Court decision awards native title to indigenous groups

THREE native title decisions, made during a Federal Court hearing in Moranbah yesterday, gave the Barada Barna and Widi peoples control over an area in the Central Queensland coal fields.

Lou Caruana

The decision covers about 3233 square kilometres of land and waters south-west of Mackay and north-west of Rockhampton in the Bowen Basin.

Acting Minister for Natural Resources and Mines Bill Byrne said: “Future generations of Barada Barna people and Widi people now have their rights protected.

“As the recognised traditional owners, they will be able to pursue economic or cultural development on their very own soil, creating the potential for jobs and opportunities.”

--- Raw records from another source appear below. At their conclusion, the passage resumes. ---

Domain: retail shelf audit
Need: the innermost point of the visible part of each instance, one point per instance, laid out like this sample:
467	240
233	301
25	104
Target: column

Barada Barna Traditional Owner Les Budby said the determinations meant he could be actively involved in protecting cultural heritage, such as cave paintings.

“Recognition to my people gives a sense of pride and knowledge that we have lived in and around this country for thousands and thousands of years,” he said.

“There are cave paintings which are thousands of years old which have been well preserved and we have discovered and protected a number of fire places – one of which has been carbon dated as 5000 years of age,” he said.

Widi traditional owner Graham Sauney said having native title gave the Widi people the opportunity to continue to work as a society on their own country.

“It will protect our values and give us an opportunity for economic development and employment and training for our people,” he said.

Member for Mirani Jim Pearce congratulated the Barada Barna people and the Widi people on their achievement.

“Today is a proud day for the traditional owners and also for the general community as it offers a great opportunity for all of us to work together for an even better future for everyone,” he said.

Byrne said the determinations settled claims made in 2008 by the Barada Barna and in 2013 by the Widi people.

“This decision recognises their non-exclusive native title rights to access, hunt, fish and gather, conduct ceremonies and teach on these lands. It gives certainty for future community progress and economic development,” he said.

Byrne said the Barada Barna people had also negotiated a Protected Areas Indigenous Land Use Agreement (ILUA) with the Queensland Government to manage the exercise of native title rights and interests within the Dipperu National Park.

“The ILUA also allows for further negotiations and agreements between Barada Barna and the Queensland Government that could deliver opportunities such as economic development, employment, tourism use and training as well as the development of future land management plans,” he said.

Approximately 2699 square kilometres of the land is Barada Barna country, approximately 4 square kilometres is Widi country while the remaining 530 square kilometres is country shared between the Barada Barna People and Widi People.